I sold a mediocre car to Carvana for a lot of money, and I don’t feel bad about it
My grandfather-in-law, Jimmy, is a hero.
Like, an actual hero.
He fought as a Marine in World War II and was wounded in the Battle of Guam. He received a Purple Heart and returned home to North Carolina, where he worked his way up to become fire chief for one of the largest cities in the state. He saved lives and protected homes, and in 1967, he personally hired the city’s first Black firefighter.
Like so many from his generation, Jimmy grew up with very little. As an adult, he treasured his cars and kept them in top shape. Ford was his go-to brand, and his most opulent buy was an early 1990s Lincoln Town Car, painted white. He drove this car into his nineties, until family pressure to downsize to something safer and more economical led him to a 2016 Ford Fusion.

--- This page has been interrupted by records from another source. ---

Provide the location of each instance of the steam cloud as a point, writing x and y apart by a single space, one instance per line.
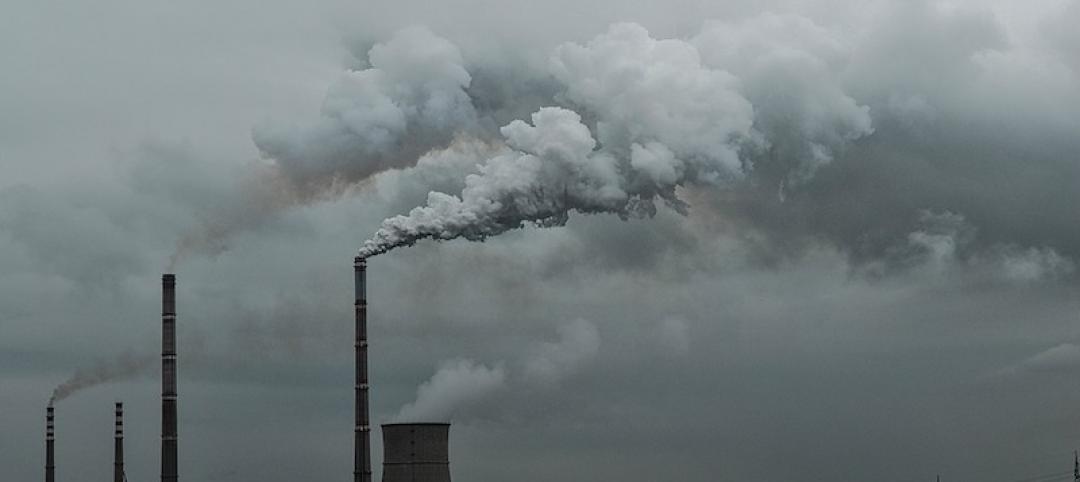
127 365
663 119
460 386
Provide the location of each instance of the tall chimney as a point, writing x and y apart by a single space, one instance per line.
362 445
169 458
118 458
416 453
50 460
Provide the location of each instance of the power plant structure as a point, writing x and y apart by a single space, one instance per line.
118 445
50 450
416 453
169 438
412 452
362 444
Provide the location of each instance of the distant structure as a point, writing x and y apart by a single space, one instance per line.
50 437
416 453
362 432
118 451
169 438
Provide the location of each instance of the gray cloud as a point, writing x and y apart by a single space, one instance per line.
900 223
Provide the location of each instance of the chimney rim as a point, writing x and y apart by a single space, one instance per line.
401 424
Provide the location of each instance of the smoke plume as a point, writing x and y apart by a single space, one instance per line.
125 366
459 388
662 118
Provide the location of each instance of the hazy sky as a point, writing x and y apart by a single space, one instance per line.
850 251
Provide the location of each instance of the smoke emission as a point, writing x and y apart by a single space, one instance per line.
663 120
125 366
463 388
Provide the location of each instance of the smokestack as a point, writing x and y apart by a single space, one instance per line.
50 460
169 458
416 453
118 459
362 445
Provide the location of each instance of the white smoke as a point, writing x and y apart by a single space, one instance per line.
456 384
459 386
552 361
663 119
412 99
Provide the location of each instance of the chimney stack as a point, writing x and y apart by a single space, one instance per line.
50 460
118 460
416 453
169 458
362 445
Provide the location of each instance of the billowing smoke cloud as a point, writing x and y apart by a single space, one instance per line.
125 366
413 98
459 386
578 343
662 118
457 383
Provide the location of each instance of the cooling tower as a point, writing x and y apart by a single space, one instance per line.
416 453
50 460
362 444
118 451
169 458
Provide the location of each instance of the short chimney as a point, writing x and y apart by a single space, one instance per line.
416 453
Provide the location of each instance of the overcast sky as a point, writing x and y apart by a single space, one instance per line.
739 240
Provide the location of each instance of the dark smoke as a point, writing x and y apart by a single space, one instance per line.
663 120
125 366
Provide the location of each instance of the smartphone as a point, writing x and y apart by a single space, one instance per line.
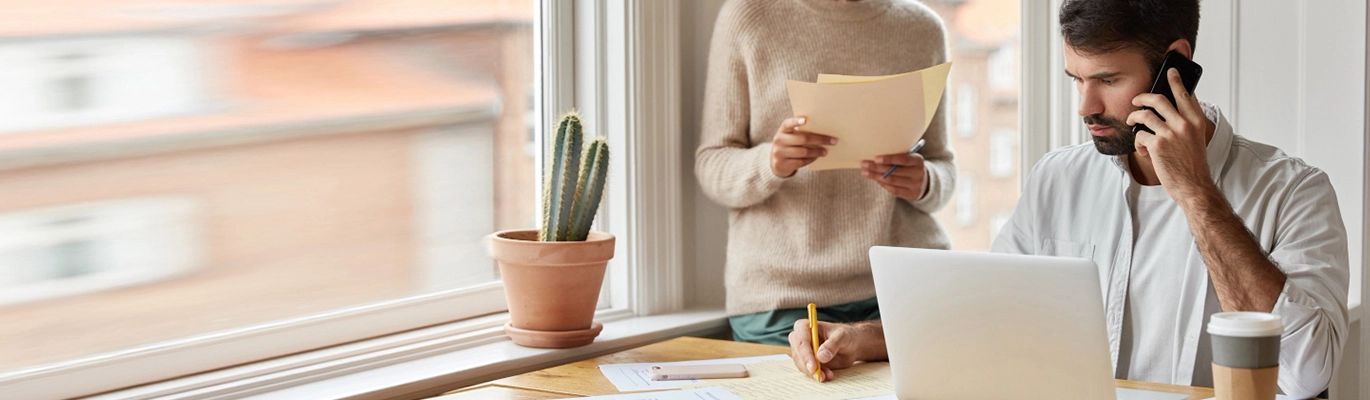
671 373
1189 73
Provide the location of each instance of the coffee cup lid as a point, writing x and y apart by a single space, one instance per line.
1246 323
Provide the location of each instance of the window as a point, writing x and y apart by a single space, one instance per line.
966 200
174 189
1003 70
89 248
1002 150
54 81
982 41
71 91
998 223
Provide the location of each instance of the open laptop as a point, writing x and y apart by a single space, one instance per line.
972 325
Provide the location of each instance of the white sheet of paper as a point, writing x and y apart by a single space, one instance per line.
634 377
698 393
1147 395
780 381
867 115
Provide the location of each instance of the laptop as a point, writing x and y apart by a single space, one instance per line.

Accolades came gushing in: Jimmy, his relatives said, this is a great car! It’s so modern. I know you’re saving some gas. He beamed.
Comfortable power seats, an FM radio, good visibility, power steering that didn’t take too much strength to use. The infotainment system required virtually zero interaction if you only ever listened to one FM station, and the climate control always stayed at the same setting. It started, it stopped, it was a perfectly mediocre car.
He drove the Ford diligently for a few years. Family gatherings, quick trips to the store or barber shop, things like that. He was proud of it. It was his link to the outside world, his independence.
“I’m gonna run out to the store, I’ll be back later,” he’d say.
His wife of 70 years, Peggy, would quickly make an excuse for him to stay. “Jimmy,” she’d say, confidently, “we went to the store yesterday. We’ve got everything we need.”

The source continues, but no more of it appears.